The officials' decision to revert the score was controversial. Referee Carl Cheffers defended the call, explaining Miller needed "to survive the ground" as he landed with the ball. "He went to the ground, he temporarily lost control of the ball. The ball hit the ground; therefore it's incomplete." Although NFL Vice President of Officiating Alberto Riveron also supported the ruling, predecessors Mike Pereira and Dean Blandino argued otherwise; the latter commented, "At some point the process of the catch ends, and it ends when he rolls over on the ground with control. It was ruled a catch on the field. I didn't see anything definitive to overturn it and quite frankly, if it had been ruled incomplete on the field, if it had been me in the command center, I would have reversed it to a catch." In a May 2018 interview, Saints head coach Sean Payton, who visited Miller in the hospital, argued the play should have been a score. The NFL eventually modified catch rules for the 2018 season; under such rules, Miller's catch would have been ruled a touchdown.

The day after the game, Bears head coach John Fox announced he would send video of the play to the NFL. Miller was placed on injured reserve on November 7. He returned to Bears headquarters at Halas Hall in December.

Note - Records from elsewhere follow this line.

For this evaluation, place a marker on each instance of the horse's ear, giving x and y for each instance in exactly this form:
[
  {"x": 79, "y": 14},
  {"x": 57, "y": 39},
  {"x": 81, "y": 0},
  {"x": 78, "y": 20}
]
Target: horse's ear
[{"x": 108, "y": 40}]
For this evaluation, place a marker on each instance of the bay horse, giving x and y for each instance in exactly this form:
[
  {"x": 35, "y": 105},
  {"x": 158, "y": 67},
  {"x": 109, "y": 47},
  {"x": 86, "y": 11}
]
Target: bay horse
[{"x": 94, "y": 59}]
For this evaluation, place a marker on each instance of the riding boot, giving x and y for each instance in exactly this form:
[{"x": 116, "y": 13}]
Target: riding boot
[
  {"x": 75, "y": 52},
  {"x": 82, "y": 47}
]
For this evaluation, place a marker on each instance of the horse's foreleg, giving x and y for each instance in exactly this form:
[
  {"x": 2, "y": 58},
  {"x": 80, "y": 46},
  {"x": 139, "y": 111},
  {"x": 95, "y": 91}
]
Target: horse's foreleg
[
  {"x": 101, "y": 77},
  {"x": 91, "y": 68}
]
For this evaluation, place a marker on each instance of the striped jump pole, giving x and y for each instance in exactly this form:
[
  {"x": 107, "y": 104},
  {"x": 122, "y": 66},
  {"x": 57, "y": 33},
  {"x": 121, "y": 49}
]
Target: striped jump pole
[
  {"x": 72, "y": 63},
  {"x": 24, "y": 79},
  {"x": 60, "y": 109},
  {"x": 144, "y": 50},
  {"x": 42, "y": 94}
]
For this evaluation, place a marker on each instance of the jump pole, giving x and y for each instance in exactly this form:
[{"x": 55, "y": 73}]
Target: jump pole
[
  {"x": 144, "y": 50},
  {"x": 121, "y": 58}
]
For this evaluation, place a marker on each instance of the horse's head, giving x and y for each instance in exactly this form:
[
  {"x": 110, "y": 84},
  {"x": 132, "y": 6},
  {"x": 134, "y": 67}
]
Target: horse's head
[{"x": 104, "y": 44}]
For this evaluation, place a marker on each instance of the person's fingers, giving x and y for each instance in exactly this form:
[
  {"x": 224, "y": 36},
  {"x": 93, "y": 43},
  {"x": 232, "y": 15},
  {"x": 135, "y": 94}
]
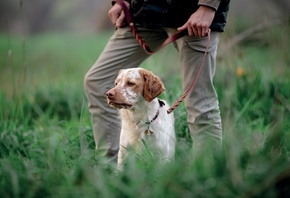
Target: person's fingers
[
  {"x": 120, "y": 20},
  {"x": 184, "y": 27}
]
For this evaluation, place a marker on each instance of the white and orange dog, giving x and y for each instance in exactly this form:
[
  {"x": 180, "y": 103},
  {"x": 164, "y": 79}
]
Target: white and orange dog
[{"x": 143, "y": 115}]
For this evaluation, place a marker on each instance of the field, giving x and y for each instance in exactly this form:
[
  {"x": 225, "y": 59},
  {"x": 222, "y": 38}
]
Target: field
[{"x": 46, "y": 142}]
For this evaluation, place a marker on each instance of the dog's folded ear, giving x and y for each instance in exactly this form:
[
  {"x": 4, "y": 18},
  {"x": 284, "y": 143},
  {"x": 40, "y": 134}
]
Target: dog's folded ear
[{"x": 153, "y": 86}]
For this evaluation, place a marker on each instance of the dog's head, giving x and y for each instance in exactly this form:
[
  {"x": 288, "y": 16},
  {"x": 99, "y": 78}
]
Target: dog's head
[{"x": 131, "y": 85}]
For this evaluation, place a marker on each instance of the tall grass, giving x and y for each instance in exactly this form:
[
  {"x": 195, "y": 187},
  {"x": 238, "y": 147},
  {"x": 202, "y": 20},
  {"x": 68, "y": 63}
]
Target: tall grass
[{"x": 46, "y": 143}]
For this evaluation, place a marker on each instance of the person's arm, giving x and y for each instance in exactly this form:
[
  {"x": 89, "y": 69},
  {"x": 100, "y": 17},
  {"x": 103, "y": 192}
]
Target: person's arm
[
  {"x": 117, "y": 14},
  {"x": 199, "y": 22}
]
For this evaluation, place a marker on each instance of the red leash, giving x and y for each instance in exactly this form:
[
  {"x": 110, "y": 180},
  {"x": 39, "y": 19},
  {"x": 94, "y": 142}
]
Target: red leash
[{"x": 166, "y": 42}]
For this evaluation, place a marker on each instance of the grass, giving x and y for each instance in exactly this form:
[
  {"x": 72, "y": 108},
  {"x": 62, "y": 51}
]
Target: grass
[{"x": 46, "y": 143}]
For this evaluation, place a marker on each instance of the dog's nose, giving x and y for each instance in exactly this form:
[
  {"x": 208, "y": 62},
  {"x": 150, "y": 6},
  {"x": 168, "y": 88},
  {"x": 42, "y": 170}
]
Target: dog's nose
[{"x": 110, "y": 93}]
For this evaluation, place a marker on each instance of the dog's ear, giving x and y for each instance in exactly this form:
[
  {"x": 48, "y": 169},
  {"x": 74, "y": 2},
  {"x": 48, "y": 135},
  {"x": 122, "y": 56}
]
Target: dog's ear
[{"x": 153, "y": 86}]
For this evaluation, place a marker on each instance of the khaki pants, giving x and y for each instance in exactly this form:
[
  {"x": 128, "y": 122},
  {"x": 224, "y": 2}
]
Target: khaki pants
[{"x": 123, "y": 51}]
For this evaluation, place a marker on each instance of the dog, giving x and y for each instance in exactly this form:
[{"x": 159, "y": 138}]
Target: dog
[{"x": 145, "y": 121}]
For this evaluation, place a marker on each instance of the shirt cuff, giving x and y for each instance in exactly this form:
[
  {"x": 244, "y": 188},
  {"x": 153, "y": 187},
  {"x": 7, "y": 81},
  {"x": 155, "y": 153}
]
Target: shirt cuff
[{"x": 214, "y": 4}]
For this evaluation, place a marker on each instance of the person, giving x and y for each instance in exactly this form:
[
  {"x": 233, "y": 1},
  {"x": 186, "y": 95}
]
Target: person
[{"x": 156, "y": 20}]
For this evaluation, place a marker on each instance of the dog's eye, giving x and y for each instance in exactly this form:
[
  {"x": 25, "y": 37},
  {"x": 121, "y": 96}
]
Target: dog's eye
[{"x": 130, "y": 84}]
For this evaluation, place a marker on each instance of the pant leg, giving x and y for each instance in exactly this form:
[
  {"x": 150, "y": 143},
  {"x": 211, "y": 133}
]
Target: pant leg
[
  {"x": 202, "y": 104},
  {"x": 122, "y": 51}
]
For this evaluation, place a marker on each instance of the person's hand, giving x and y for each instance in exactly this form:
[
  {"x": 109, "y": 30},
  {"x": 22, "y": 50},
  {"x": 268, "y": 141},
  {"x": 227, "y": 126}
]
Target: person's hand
[
  {"x": 199, "y": 22},
  {"x": 117, "y": 14}
]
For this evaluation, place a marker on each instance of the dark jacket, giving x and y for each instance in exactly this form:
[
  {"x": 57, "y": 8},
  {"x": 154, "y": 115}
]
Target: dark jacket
[{"x": 174, "y": 13}]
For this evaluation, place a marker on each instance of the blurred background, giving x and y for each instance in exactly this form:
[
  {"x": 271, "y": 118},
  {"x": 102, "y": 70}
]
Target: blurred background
[{"x": 34, "y": 16}]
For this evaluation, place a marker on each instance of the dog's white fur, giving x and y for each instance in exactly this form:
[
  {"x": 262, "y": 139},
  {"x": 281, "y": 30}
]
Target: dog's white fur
[{"x": 135, "y": 94}]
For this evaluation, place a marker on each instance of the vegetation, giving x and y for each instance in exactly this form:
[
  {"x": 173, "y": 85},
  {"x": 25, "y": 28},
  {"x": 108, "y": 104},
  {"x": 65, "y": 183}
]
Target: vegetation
[{"x": 46, "y": 142}]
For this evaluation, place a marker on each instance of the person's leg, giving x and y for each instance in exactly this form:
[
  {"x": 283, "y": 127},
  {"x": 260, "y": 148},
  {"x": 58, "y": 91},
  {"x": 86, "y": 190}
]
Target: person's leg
[
  {"x": 122, "y": 51},
  {"x": 202, "y": 104}
]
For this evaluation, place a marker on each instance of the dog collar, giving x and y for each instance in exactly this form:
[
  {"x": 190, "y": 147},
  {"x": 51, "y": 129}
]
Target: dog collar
[{"x": 161, "y": 104}]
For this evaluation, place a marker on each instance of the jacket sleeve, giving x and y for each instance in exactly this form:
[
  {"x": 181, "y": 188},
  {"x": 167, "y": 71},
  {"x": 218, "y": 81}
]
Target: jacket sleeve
[
  {"x": 113, "y": 2},
  {"x": 214, "y": 4}
]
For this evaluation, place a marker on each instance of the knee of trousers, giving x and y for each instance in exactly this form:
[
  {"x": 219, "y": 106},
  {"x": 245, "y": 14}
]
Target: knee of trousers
[{"x": 95, "y": 86}]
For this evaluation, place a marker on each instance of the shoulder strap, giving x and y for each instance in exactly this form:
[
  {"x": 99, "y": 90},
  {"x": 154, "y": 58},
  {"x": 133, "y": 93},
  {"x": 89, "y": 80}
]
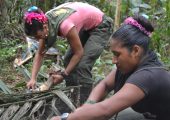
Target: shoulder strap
[{"x": 55, "y": 17}]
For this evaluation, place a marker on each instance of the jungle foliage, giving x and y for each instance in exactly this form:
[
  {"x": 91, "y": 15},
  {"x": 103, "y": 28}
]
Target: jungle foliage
[{"x": 12, "y": 35}]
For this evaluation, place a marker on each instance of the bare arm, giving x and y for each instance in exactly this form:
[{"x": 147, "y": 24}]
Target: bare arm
[
  {"x": 126, "y": 97},
  {"x": 37, "y": 63},
  {"x": 76, "y": 47}
]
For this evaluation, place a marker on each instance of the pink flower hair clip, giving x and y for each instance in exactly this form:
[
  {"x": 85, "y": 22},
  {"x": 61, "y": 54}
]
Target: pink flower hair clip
[
  {"x": 29, "y": 16},
  {"x": 133, "y": 22}
]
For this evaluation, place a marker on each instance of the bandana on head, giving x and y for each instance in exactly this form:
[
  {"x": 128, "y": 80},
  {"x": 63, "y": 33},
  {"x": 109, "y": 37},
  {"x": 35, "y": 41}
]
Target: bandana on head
[
  {"x": 31, "y": 15},
  {"x": 133, "y": 22}
]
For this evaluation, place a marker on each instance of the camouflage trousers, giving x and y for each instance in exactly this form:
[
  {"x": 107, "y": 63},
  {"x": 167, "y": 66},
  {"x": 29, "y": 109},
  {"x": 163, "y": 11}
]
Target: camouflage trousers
[{"x": 93, "y": 41}]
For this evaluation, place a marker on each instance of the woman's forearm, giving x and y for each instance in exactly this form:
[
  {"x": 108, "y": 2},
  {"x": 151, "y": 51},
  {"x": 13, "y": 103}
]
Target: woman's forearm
[
  {"x": 99, "y": 92},
  {"x": 36, "y": 65}
]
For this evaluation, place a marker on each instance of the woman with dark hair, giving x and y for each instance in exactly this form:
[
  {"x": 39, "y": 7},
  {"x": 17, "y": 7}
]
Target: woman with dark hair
[
  {"x": 139, "y": 81},
  {"x": 87, "y": 30}
]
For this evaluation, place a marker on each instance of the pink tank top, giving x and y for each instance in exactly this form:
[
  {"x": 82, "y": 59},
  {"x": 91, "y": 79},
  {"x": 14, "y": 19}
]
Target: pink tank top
[{"x": 86, "y": 17}]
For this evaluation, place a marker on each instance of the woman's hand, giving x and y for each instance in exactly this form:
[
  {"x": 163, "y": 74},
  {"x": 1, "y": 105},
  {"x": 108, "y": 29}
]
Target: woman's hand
[{"x": 57, "y": 78}]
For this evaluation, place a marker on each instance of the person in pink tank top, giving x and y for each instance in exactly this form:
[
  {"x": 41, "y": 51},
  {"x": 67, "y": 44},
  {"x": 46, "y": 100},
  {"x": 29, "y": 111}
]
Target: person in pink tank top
[{"x": 87, "y": 30}]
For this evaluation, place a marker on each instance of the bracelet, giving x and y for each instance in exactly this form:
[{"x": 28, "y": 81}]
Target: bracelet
[
  {"x": 63, "y": 74},
  {"x": 90, "y": 102}
]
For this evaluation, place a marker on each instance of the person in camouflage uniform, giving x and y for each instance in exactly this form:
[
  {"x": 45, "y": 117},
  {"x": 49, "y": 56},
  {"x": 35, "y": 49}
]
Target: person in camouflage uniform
[{"x": 87, "y": 30}]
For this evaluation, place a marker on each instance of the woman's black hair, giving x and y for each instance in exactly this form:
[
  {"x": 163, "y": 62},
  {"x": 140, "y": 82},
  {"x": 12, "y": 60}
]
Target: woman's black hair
[
  {"x": 31, "y": 29},
  {"x": 131, "y": 35}
]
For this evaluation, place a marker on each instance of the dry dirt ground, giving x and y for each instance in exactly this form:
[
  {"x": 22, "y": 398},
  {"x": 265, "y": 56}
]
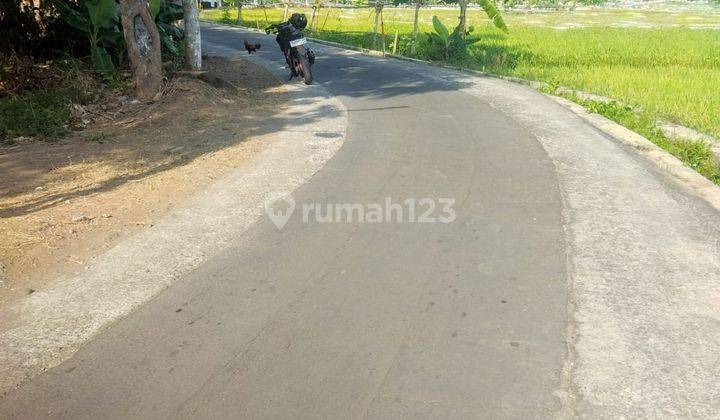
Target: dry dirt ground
[{"x": 63, "y": 203}]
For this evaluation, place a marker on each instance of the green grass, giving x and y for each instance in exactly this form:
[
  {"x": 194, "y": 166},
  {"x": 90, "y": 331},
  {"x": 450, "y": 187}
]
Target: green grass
[
  {"x": 42, "y": 113},
  {"x": 695, "y": 154},
  {"x": 666, "y": 63}
]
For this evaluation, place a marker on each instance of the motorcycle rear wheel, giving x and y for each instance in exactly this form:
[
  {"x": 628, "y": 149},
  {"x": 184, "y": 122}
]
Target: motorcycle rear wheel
[{"x": 304, "y": 67}]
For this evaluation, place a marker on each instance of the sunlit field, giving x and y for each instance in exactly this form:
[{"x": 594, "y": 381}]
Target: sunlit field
[{"x": 664, "y": 62}]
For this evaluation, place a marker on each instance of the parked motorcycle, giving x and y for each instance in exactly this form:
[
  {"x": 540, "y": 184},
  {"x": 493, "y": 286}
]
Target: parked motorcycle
[{"x": 294, "y": 45}]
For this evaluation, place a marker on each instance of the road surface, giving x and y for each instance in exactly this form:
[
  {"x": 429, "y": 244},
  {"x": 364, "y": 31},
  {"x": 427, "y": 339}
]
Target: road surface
[{"x": 468, "y": 319}]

Miller became a free agent after the 2017 season, but re-signed with the Bears on June 4, 2018, to a one-year deal. As part of the contract, he was guaranteed $458,000 for the 2018 season, and would receive $790,000 if he was able to play. However the next day, the Bears placed Miller on the reserve/PUP list, ending his 2018 season.

===Retirement===
On April 16, 2019, Miller announced his retirement from the NFL. He posted a statement on social media: "The time has come to move on from playing the game of football. It has been an incredible journey for myself and my entire family and we can’t thank you enough for your continued support. I would love nothing more than to step onto Soldier Field one last time, but physically I cannot give the game and our fans what they deserve. It’s difficult to find the words to express my love and gratitude to every single person that has cheered my name, lifted me up and stood strong with me throughout my career. I am forever grateful."

In four seasons with Chicago, he started 28 games and appeared in 33 as he recorded 101 receptions for 1,161 yards and 11 touchdowns. Nine days later, the Bears officially released him with a failed physical designation.

===Career statistics===

| Year | Team | Games |  | Receiving |  |  |  |  |
| G | GS | Rec | Yds | Avg | Lng | TD |
| 2009 | JAX | 14 | 0 | 21 | 212 | 10.1 | 62 | 2 |
| 2010 | JAX | 15 | 5 | 20 | 216 | 10.8 | 52T | 1 |
| 2011 | JAX | 4 | 0 | 4 | 42 | 10.5 | 14T | 1 |
| 2015 | CHI | 15 | 14 | 34 | 439 | 12.9 | 87T | 5 |
| 2016 | CHI | 10 | 8 | 47 | 486 | 10.3 | 34 | 4 |
| 2017 | CHI | 8 | 6 | 20 | 236 | 11.8 | 29 | 2 |
| Career |  | 66 | 33 | 146 | 1,631 | 11.2 | 87 | 15 |
Source:

==Personal life==
Miller is married to his wife Kristen, together they have a daughter and two sons.

Following his retirement from football, Miller became a country music artist. He previously wrote songs for his family, and his interest in music grew while recovering from his leg injury. His debut single "How Ya Like Us Now", which was inspired by those from his hometown who were critical of his NFL aspirations, was released on May 28, 2021. A second song "I Was Hopin'" came out on August 27, 2021.